The Reserve Bank of India came out with guidelines on the Default Loss Guarantee (DLG) in Digital Lending, a move aimed at ensuring the orderly development of the credit delivery system.
The Default Loss Guarantee (DLG) is a contractual arrangement, between Regulated Entities like banks, non-banking finance companies, and lending service providers (LSPs, popularly known as fintech players) in the digital lending space. DLG is also known as First Loss Default Guarantee (FLDG). The LSP provides certain credit enhancement features such as a first loss guarantee up to a pre-decided percentage of loans generated by it. Any other implicit guarantee of similar nature linked to the performance of the loan portfolio of the Regulated Entity (RE) and specified upfront, is also covered under the definition of DLG.
A working group committee of the Reserve Bank in its report released in 2021 observed that in some cases, fintechs were undertaking balance-sheet lending in partnership with a bank/ NBFC or on a standalone basis, while not satisfying the principal business criteria to remain outside regulation.
RBI had expressed reservations about the FLDG arrangement because it felt that the model could pose a systemic risk, in view of credit risk borne by the LSP without having to maintain any regulatory capital.
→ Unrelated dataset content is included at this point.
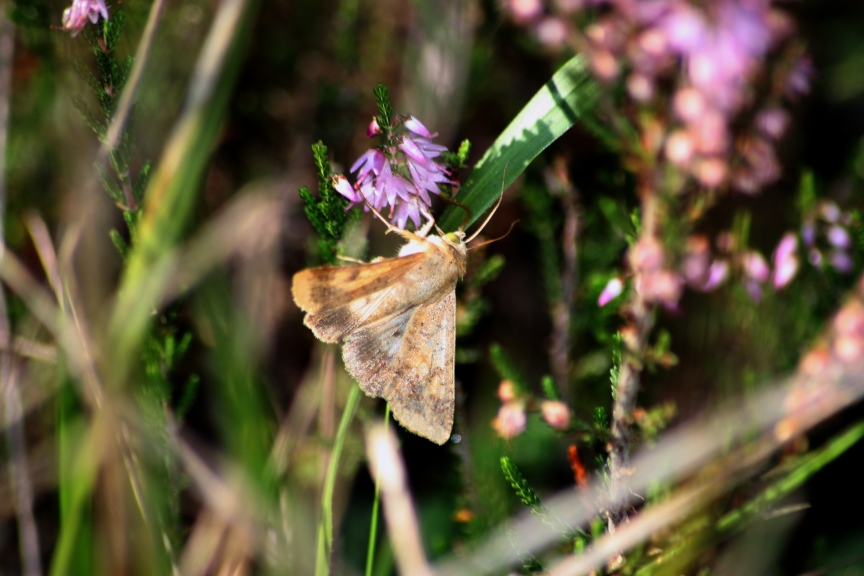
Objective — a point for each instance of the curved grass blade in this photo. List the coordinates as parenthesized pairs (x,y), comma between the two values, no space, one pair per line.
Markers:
(172,191)
(561,102)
Therefore, it has notified that;
“RE may enter into DLG arrangements only with a Lending service provider (LSP)/other RE with which it has entered into an outsourcing (LSP) arrangement. Further, the LSP providing DLG must be incorporated as a company under the Companies Act, 2013”.
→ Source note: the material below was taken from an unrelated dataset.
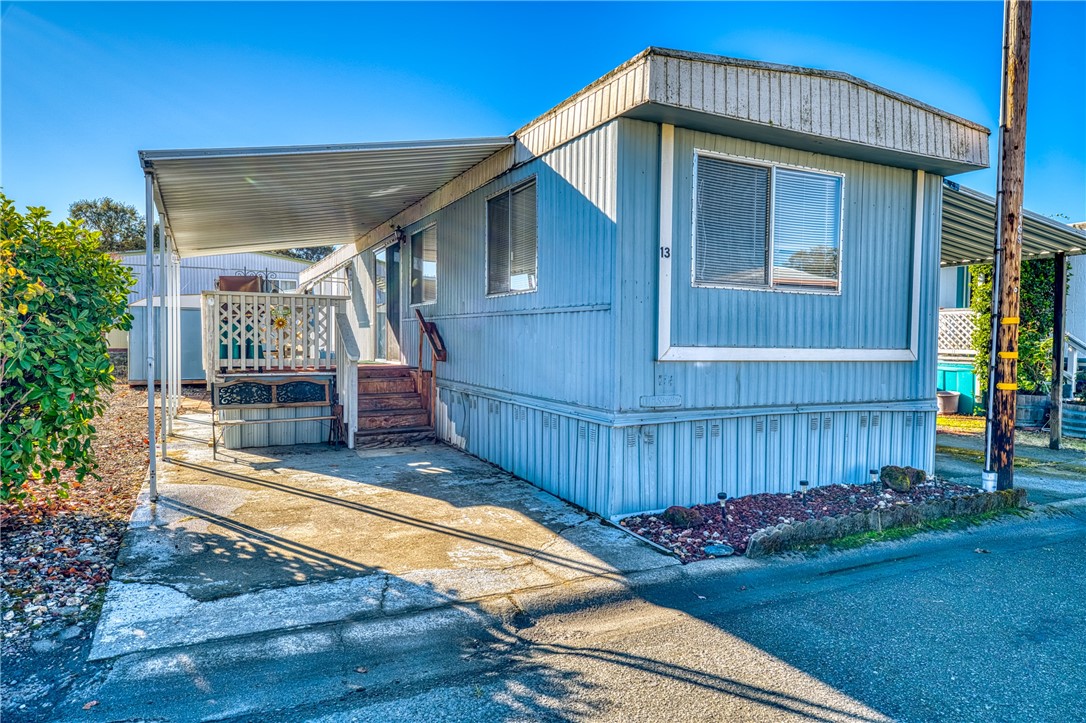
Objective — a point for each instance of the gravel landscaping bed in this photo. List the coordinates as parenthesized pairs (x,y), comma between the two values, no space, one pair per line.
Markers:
(58,556)
(752,514)
(58,553)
As per the latest guidelines, DLG arrangements must be backed by an explicit legally enforceable contract between the RE and the DLG provider. Such a contract, among other things, must contain the details, such as the Extent of the DLG cover, the Form in which the DLG cover is to be maintained with the RE, the Timeline for DLG invocation, etc.
A RE is allowed to accept DLG only if one or more of the following forms: (a) Cash deposited with the RE (b) Fixed Deposits maintained with a Scheduled Commercial Bank with a lien marked in favour of the RE (c) Bank Guarantee in favour of the RE
Further, the Central Bank reiterated that any DLG arrangement shall not act as a substitute for credit appraisal requirements and robust credit underwriting standards need to be put in place irrespective of DLG cover.
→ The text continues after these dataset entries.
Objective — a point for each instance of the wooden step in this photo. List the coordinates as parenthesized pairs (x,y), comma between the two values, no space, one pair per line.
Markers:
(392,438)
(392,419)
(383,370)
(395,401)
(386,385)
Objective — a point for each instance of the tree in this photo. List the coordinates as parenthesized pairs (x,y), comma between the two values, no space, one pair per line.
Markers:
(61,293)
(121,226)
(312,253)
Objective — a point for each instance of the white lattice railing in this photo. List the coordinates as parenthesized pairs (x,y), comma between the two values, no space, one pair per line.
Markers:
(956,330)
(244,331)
Invocation of DLG: The RE shall invoke DLG within a maximum overdue period of 120 days unless made good by the borrower before that. The amount of DLG invoked shall not be set off against the underlying individual loans. Recovery by the RE, if any, from the loans on which DLG has been invoked and realised, can be shared with the DLG provider in terms of the contractual arrangement.
The tenor of DLG: The period for which the DLG agreement will remain in force shall not be less than the longest tenor of the loan in the underlying loan portfolio.
Cap on DLG:
It is obligatory on the part of a RE to ensure the total amount of DLG cover on any outstanding portfolio which is specified upfront shall not exceed five per cent of the amount of that loan portfolio. In case of implicit guarantee arrangements, the DLG Provider shall not bear performance risk of more than the equivalent amount of five per cent of the underlying loan portfolio.
Disclosure requirements:
The RE shall put in place a mechanism to ensure that LSPs with whom they have a DLG arrangement shall publish on their website the total number of portfolios and the respective amount of each portfolio on which DLG has been offered.
Guarantees covered under the following schemes/ entities shall not be covered within the definition of DLG:
Recognition of NPA:
Recognition of individual loan assets in the portfolio as NPA and consequent provisioning shall be the responsibility of the RE as per the extant asset classification and provisioning norms irrespective of any DLG cover available at the portfolio level, the notification said.